Violent Videos

MEMPHIS, Tenn.—Phil Gray says he's still haunted by what he saw the first and only time he ventured into a shopping mall arcade that was showing videos of graphic killing sprees under the heading of entertainment.

“There was a lot of screaming and yelling coming from the video machines,” he recalled. “But the thing that shocked me most were the youngsters who just sat quietly with their mouths hanging open as if transfixed.”

Today, as vice president of Catholics United for the Faith, an apologetics group based in Steubenville, Ohio, Gray is among a growing number of Church leaders and other concerned citizens fighting against the teen-age violence that they fear is growing in the United States.

As more scientific data on the harmful video-game phenomenon come to light, two former Army officers have acknowledged that military simulators unintentionally helped lay the groundwork for the problem.

Retired Lt. Col. Dave Grossman, who once taught psychology at the U.S. Military Academy in West Point, N.Y., said, “As we learned through scientific and other studies about how to operate a war, we reduced the training of recruits to simulators that teach you how to kill as well as fly a plane or drive a car.”

With 50 years' worth of such data on hand, it didn't take long for the video merchants to copy the military's training manuals as models for their own programs. “Now, we have murder simulators,” Grossman said.

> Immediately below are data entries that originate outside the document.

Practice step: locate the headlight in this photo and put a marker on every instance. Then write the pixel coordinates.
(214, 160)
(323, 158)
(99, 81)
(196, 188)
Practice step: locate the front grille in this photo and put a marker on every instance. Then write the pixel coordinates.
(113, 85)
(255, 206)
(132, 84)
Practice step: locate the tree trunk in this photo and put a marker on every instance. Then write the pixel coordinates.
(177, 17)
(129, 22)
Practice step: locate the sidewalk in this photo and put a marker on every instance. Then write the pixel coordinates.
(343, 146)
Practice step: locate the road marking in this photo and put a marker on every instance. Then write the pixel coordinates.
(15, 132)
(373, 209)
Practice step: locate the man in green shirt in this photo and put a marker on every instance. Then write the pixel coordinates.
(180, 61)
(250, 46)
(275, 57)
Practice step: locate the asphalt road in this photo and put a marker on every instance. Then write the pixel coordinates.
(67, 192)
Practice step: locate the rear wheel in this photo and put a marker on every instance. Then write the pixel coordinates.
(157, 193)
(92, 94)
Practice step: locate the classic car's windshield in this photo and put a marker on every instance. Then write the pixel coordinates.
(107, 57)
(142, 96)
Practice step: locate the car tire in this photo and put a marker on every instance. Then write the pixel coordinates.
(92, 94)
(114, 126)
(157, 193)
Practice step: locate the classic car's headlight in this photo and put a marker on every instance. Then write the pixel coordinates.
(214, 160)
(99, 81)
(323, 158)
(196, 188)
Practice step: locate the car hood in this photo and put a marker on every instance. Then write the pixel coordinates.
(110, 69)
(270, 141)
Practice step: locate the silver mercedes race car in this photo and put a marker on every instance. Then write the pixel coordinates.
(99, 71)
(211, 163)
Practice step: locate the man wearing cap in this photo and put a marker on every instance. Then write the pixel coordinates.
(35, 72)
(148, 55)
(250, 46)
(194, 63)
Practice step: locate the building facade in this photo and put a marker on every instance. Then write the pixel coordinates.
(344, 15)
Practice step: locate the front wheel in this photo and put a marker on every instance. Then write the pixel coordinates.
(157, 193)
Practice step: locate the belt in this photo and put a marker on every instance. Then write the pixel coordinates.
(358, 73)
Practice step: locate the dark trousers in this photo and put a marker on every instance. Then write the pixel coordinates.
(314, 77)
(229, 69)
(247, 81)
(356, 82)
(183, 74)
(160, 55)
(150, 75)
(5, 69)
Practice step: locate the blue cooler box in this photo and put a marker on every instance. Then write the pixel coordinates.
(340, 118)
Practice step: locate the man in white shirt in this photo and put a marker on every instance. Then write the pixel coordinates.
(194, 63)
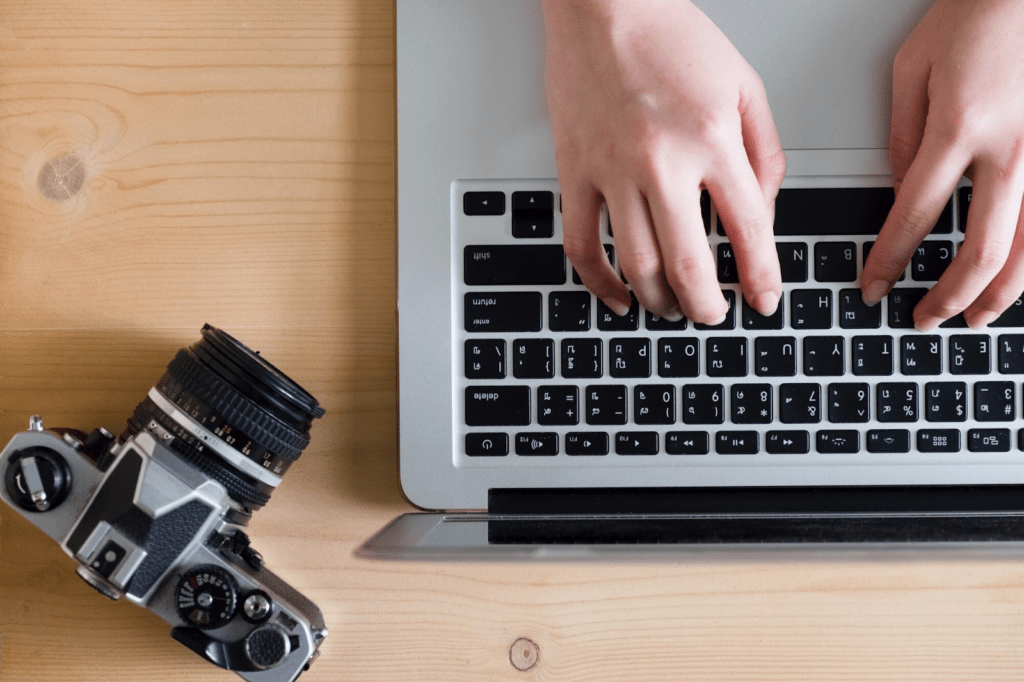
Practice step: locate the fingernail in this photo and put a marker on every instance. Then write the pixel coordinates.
(980, 321)
(875, 292)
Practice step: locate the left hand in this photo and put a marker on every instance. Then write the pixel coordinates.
(958, 109)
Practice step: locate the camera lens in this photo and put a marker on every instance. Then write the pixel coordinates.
(230, 414)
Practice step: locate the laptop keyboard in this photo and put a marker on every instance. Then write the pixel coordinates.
(546, 373)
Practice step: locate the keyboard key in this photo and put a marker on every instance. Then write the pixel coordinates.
(938, 440)
(969, 353)
(483, 203)
(687, 442)
(503, 311)
(836, 261)
(849, 403)
(988, 440)
(787, 442)
(534, 358)
(487, 444)
(498, 406)
(736, 442)
(888, 440)
(587, 443)
(702, 403)
(507, 265)
(800, 403)
(811, 308)
(839, 442)
(636, 442)
(945, 401)
(485, 358)
(775, 356)
(678, 357)
(568, 310)
(537, 444)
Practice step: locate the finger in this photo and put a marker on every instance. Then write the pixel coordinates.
(1005, 289)
(995, 206)
(928, 185)
(639, 253)
(582, 241)
(688, 264)
(748, 222)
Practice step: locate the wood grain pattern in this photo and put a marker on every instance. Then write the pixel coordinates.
(239, 164)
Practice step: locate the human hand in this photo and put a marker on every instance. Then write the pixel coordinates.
(958, 109)
(650, 102)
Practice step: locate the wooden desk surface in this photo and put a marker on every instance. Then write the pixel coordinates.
(167, 164)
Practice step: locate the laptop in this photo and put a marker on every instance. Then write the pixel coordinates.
(536, 423)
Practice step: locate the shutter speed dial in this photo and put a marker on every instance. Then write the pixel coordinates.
(207, 597)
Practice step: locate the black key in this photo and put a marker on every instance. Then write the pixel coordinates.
(839, 442)
(654, 403)
(901, 304)
(483, 203)
(737, 442)
(606, 405)
(636, 442)
(969, 353)
(534, 358)
(587, 443)
(487, 444)
(498, 406)
(702, 403)
(581, 358)
(505, 265)
(800, 403)
(849, 403)
(921, 355)
(687, 442)
(609, 322)
(726, 356)
(994, 400)
(557, 406)
(787, 442)
(823, 355)
(896, 401)
(945, 401)
(629, 358)
(988, 440)
(888, 440)
(755, 321)
(872, 355)
(1012, 353)
(485, 358)
(938, 440)
(730, 317)
(752, 403)
(568, 310)
(793, 260)
(931, 259)
(811, 308)
(775, 356)
(503, 311)
(537, 444)
(836, 261)
(678, 357)
(832, 211)
(854, 313)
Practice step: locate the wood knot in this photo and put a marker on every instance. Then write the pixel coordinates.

Grossman co-authored the book Stop Teaching Our Kids to Kill with Gloria DeGaetano, a specialist in psycho-linguistics from Seattle. DeGaetano, the married mother of two teen-aged sons, has been gathering scientific data on the damage media violence can do to young people.

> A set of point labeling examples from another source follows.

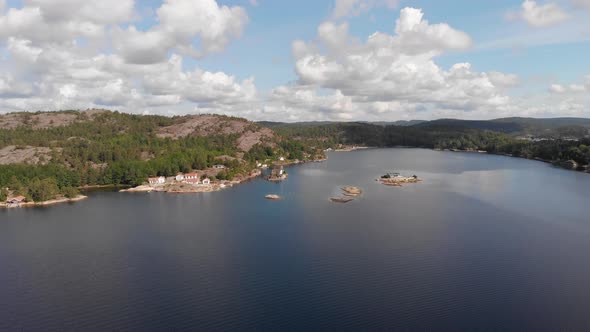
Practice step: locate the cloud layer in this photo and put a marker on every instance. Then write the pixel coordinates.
(104, 54)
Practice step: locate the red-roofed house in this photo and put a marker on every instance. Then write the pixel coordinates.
(15, 201)
(157, 180)
(192, 181)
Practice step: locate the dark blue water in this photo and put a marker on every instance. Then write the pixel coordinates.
(485, 242)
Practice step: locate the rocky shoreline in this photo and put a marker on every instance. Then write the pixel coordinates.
(45, 203)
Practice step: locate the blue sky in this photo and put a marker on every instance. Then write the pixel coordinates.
(525, 57)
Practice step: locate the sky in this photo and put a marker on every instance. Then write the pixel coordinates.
(305, 60)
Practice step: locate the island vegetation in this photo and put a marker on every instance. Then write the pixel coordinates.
(48, 155)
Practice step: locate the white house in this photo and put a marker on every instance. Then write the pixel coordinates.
(157, 180)
(190, 176)
(192, 181)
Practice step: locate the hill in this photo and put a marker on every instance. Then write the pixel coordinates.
(546, 128)
(100, 147)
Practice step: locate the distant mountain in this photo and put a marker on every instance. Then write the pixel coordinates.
(551, 127)
(400, 123)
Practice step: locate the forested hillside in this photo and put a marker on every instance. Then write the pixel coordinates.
(64, 150)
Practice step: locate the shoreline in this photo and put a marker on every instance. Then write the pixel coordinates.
(45, 203)
(555, 163)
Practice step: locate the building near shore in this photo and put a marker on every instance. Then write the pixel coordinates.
(192, 181)
(190, 176)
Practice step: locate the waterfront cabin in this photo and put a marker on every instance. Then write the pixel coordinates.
(15, 201)
(277, 172)
(192, 181)
(157, 180)
(191, 176)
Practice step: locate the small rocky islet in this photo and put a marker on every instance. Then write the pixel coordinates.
(397, 180)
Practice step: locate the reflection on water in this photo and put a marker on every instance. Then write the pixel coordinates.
(484, 242)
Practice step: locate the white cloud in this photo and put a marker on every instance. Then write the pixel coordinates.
(542, 15)
(582, 3)
(49, 68)
(573, 88)
(347, 8)
(181, 22)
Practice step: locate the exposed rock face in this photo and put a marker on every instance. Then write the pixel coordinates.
(25, 155)
(46, 119)
(249, 133)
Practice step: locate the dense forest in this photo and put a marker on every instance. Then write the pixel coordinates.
(112, 148)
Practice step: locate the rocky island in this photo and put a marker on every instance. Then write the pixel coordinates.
(397, 180)
(349, 193)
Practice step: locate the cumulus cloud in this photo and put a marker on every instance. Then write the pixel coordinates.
(582, 3)
(180, 23)
(545, 15)
(51, 67)
(574, 88)
(347, 8)
(391, 68)
(96, 54)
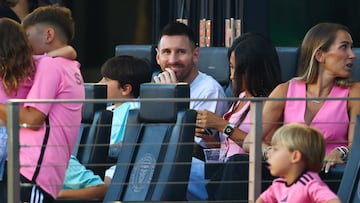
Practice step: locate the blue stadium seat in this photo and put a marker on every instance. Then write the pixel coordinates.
(92, 91)
(349, 189)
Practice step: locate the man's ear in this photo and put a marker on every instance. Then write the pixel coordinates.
(50, 35)
(296, 156)
(127, 90)
(319, 56)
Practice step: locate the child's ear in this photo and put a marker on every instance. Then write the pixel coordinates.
(296, 156)
(127, 90)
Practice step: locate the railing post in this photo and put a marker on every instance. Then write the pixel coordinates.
(255, 153)
(13, 167)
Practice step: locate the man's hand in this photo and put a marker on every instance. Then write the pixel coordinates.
(166, 77)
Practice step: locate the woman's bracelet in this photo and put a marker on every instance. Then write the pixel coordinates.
(344, 150)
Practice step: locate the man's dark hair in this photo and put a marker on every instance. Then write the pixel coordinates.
(57, 16)
(127, 70)
(177, 28)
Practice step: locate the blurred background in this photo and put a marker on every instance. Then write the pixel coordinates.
(101, 25)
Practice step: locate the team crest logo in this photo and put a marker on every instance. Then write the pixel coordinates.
(142, 173)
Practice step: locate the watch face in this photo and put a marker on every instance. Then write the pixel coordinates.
(228, 130)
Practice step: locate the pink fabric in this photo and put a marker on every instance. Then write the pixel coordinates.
(21, 93)
(308, 188)
(332, 119)
(226, 143)
(55, 78)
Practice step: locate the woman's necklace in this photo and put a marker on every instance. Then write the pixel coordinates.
(316, 101)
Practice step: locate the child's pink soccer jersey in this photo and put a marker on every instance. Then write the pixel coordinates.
(307, 188)
(227, 143)
(55, 78)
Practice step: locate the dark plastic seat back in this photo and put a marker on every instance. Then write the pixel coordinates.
(349, 189)
(143, 51)
(92, 91)
(288, 58)
(155, 158)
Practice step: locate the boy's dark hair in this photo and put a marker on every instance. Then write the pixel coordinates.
(57, 16)
(127, 70)
(177, 28)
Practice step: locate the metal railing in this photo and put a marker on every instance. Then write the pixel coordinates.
(255, 157)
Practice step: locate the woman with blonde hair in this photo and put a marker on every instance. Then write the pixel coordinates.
(326, 62)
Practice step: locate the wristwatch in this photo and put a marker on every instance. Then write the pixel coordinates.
(229, 129)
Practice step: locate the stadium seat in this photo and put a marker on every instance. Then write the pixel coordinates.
(96, 144)
(92, 91)
(144, 51)
(155, 157)
(349, 189)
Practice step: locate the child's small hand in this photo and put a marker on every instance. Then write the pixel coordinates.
(330, 160)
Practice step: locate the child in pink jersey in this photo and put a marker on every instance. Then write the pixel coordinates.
(49, 29)
(296, 156)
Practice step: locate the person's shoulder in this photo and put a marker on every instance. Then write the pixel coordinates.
(209, 80)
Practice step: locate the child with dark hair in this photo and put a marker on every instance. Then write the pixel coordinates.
(123, 76)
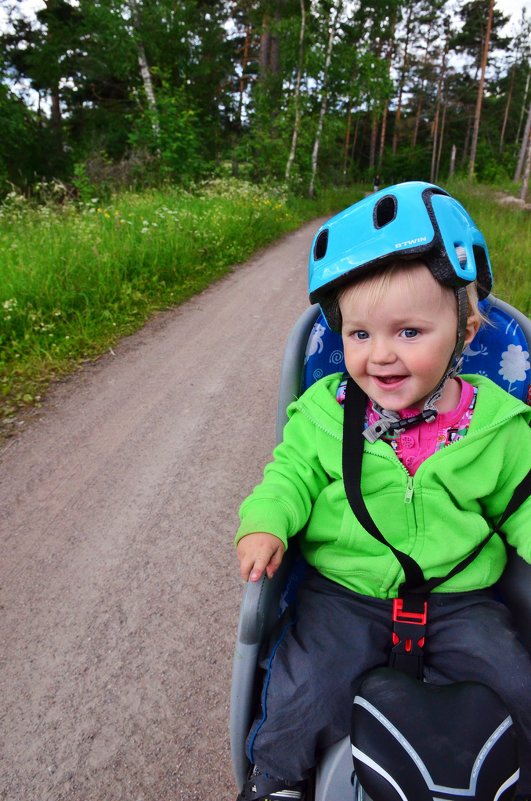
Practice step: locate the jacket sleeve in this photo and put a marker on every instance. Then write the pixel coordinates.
(282, 502)
(517, 462)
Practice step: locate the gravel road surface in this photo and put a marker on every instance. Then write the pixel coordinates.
(119, 590)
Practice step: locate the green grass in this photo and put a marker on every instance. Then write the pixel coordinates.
(73, 280)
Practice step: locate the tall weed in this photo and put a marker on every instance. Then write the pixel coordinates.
(74, 278)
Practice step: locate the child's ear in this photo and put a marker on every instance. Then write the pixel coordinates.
(472, 327)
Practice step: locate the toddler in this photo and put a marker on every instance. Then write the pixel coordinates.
(399, 275)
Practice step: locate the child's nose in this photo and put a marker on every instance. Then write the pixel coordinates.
(381, 351)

“Parents don't understand that there is a relationship in our culture between violence and children's behavior,” she told the Register. “Yet, basically, the scientific evidence is right there in spades, and still our culture continues to deny it.”

DeGaetano said she began to study children's behavior when, as a training instructor of teachers, she found the schools she was working with had records of much misbehavior and disrespect among the pupils.

Eventually her research prompted her to pay a visit to a violent-video arcade.

“In such a place, the driving force is hyperactivity and sensationalism,” she said. “And lately sexuality is being combined with the many other images to make the scene even more frightening than it ever had been.”

One former Army officer who believes his work in the military may have helped trigger the video-violence craze is retired Lt. Col. Robert L. Maginnis.

Maginnis, who helped train soldiers during his 24-year career, has turned to the Family Research Council in Washington, D.C., to promote his advocacy against teen violence.

Asked how certain he was that video games can be used to encourage teen-agers to kill, Maginnis replied: “It works, believe me. … The U.S. armed services wouldn't have spent billions and billions of dollars over the years on teaching how to kill through using video arcade technology if they didn't think it would do the job.

“This video arcade stuff is as realistic as you can make it — it's the next best thing to going out and finding a real, live target to shoot.”

In their book, Grossman and DeGaetano listed more than 400 citations linking television with youth violence in the United States, which DeGaetano said were compiled by Dr. Brandon Centerwell, a former epidemiologist with the National Centers for Disease Control in Atlanta. He is now an associate professor of epidemiology at the University of Washington in Seattle.

Centerwell noted that epidemiology is a science that deals with the control of diseases, and compared the youth violence problem with an epidemic.

“My own research on these more than 400 cases covered more than seven years and showed conclusively that TV violence increases quite substantially the aggressiveness of children,” he told the Register.

That aggression, he added, can carry over to adulthood and cause major increases in “the rates of serious violence in adults based upon the use of TV.”

“Violence can be attributed to many things,” Centerwell added. “But it turned out that a major part of the increased rates of violence that we have experienced in the last few decades were due to TV and video-game violence among children.”

Gray, at Catholics United for the Faith, pointed to a 1989 pastoral letter by the Pontifical Council for Social Communications which warned that repeated exposure to violence in movies or television can be confusing to children too young to distinguish between fantasy and reality.

The letter, “Pornography and Violence in the Communications Media,” stated: “Violence can condition impressionable persons — especially those who are young — to regard this as normal and acceptable behavior suitable for imitation.”

One merchant is trying to offer alternatives to violent video games.

Brian Supple, chief operations officer of Top Meadow Productions, Auberay, Calif., co-produced a video game entitled Heaven Quest.

Supple said his product is designed to “subtly interact our game with the Word of God by presenting good-moral-level types of video games.”

He made no claims to a scientific knowledge of what violent video games can do to children's minds. But he added, “You cannot compare a little boy 25 years ago playing cowboys and Indians with toy pistols, with how children today are often expressing their feelings in violent video games.”

Robert Holton writes from Memphis, Tennessee.